DCLXXXXV. Granada am Nicaragua-See.




Die Stadt Granada ist häßlich, liegt aber in einer Landschaft von überschwenglicher Schönheit. Gärten mit ewig grünenden und duftenden Bäumen und Sträuchern umringen sie von drei Seiten und ihre vierte ist dem herrlichem See geöffnet. Zunächst der Stadt ist das Terrain eben. Drei bis vier Meilen weit landeinwärts erhebt sich aber der Boden zu kegelförmigen Hügeln, die bis zu ihren Gipfeln mit Gras bewachsen sind.
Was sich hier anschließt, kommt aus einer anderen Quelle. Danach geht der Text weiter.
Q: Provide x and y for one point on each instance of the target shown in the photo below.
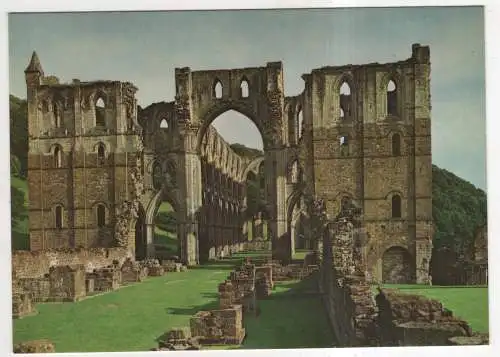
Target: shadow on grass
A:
(212, 305)
(291, 317)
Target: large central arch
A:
(204, 95)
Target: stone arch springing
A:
(300, 123)
(345, 100)
(157, 176)
(217, 89)
(244, 88)
(344, 144)
(58, 216)
(100, 112)
(57, 116)
(101, 153)
(396, 144)
(101, 215)
(396, 206)
(57, 156)
(171, 174)
(140, 245)
(291, 124)
(294, 172)
(164, 124)
(392, 98)
(396, 266)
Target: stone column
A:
(150, 247)
(281, 245)
(193, 194)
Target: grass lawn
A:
(131, 318)
(300, 254)
(468, 303)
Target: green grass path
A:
(131, 318)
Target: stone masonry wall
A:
(36, 264)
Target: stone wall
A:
(22, 306)
(413, 320)
(257, 245)
(219, 326)
(36, 264)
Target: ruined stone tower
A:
(356, 132)
(83, 140)
(370, 140)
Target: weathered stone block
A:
(36, 346)
(22, 306)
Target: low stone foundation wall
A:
(105, 279)
(132, 272)
(36, 346)
(257, 245)
(172, 266)
(292, 271)
(35, 264)
(219, 326)
(39, 289)
(351, 311)
(413, 320)
(62, 283)
(22, 306)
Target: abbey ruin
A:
(99, 166)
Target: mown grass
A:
(133, 317)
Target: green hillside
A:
(458, 206)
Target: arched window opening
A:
(392, 99)
(101, 215)
(157, 177)
(244, 89)
(57, 116)
(345, 202)
(45, 106)
(344, 145)
(396, 145)
(300, 124)
(171, 175)
(164, 124)
(218, 90)
(58, 217)
(57, 157)
(291, 127)
(345, 101)
(101, 153)
(294, 172)
(100, 117)
(396, 206)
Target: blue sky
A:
(145, 48)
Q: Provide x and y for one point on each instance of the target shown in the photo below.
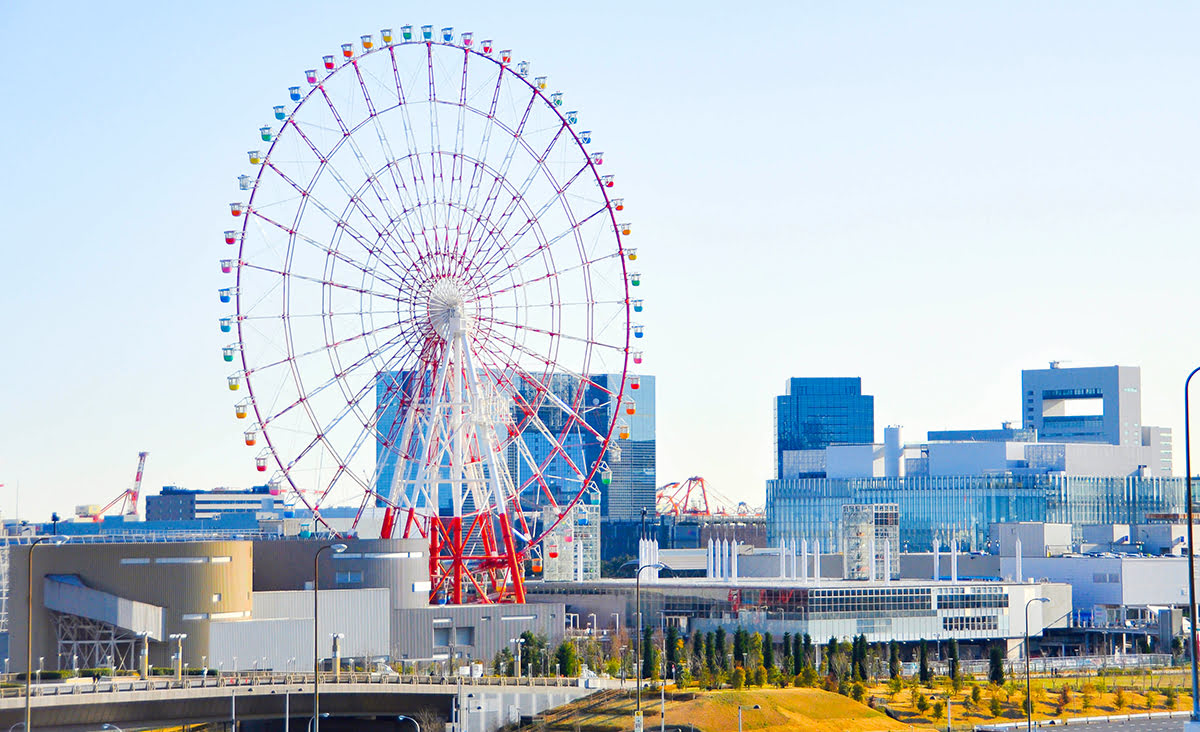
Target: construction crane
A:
(129, 498)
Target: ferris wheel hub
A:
(450, 313)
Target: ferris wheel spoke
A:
(325, 282)
(549, 394)
(325, 348)
(323, 247)
(409, 136)
(307, 394)
(493, 275)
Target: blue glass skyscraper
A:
(816, 413)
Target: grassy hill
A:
(781, 709)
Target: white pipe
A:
(870, 573)
(816, 562)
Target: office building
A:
(1093, 405)
(181, 504)
(815, 413)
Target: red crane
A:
(129, 498)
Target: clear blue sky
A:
(928, 195)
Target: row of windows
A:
(971, 623)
Von dem Fuße dieser Hügelreihe senkt sich eine mit Wald bedeckte Fläche allmählig nach dem See hinab. Zur rechten derselben steigt der Mombacho kühn vom Ufer empor, umgeben von einer Gruppe kleiner Eilande, den Isletas, und weiter hinaus liegt die Insel Zapatera mit ihren waldigen Höhen, und noch weiterhin erheben sich in der Ferne die beiden Pyramiden der Insel Ometébek, deren Spitzen sich in Wolken hüllen. Zur linken erstreckt sich die Fläche, gleichförmig bewaldet, und bewässert vom Rio Panaloya und dem Rio de Tipitapa, bis an den Fuß der erzreichen Gebirge von Matagalpa fort, welche die ganze nördliche Hälfte des Horizontes einnehmen. Diese ganze Landschaft steht auf dem Schütterkreise lebendiger, plutonischer Kräfte. Der Mombacho, jener Kegel im Hintergrunde unseres Bildes, ist, wie alle benachbarten Höhen, die Inseln eingeschlossen, vulkanischen Ursprungs. Auf der hinteren Seite öffnet sich ein weiter Krater, von welchem der auf dein Bilde sichtbare Kamm der nördliche Rand ist. Der südliche senkt sich tief hinab. Heiße Quellen sprudeln an seinem Fuße. Sein Gipfel ist noch unerstiegen.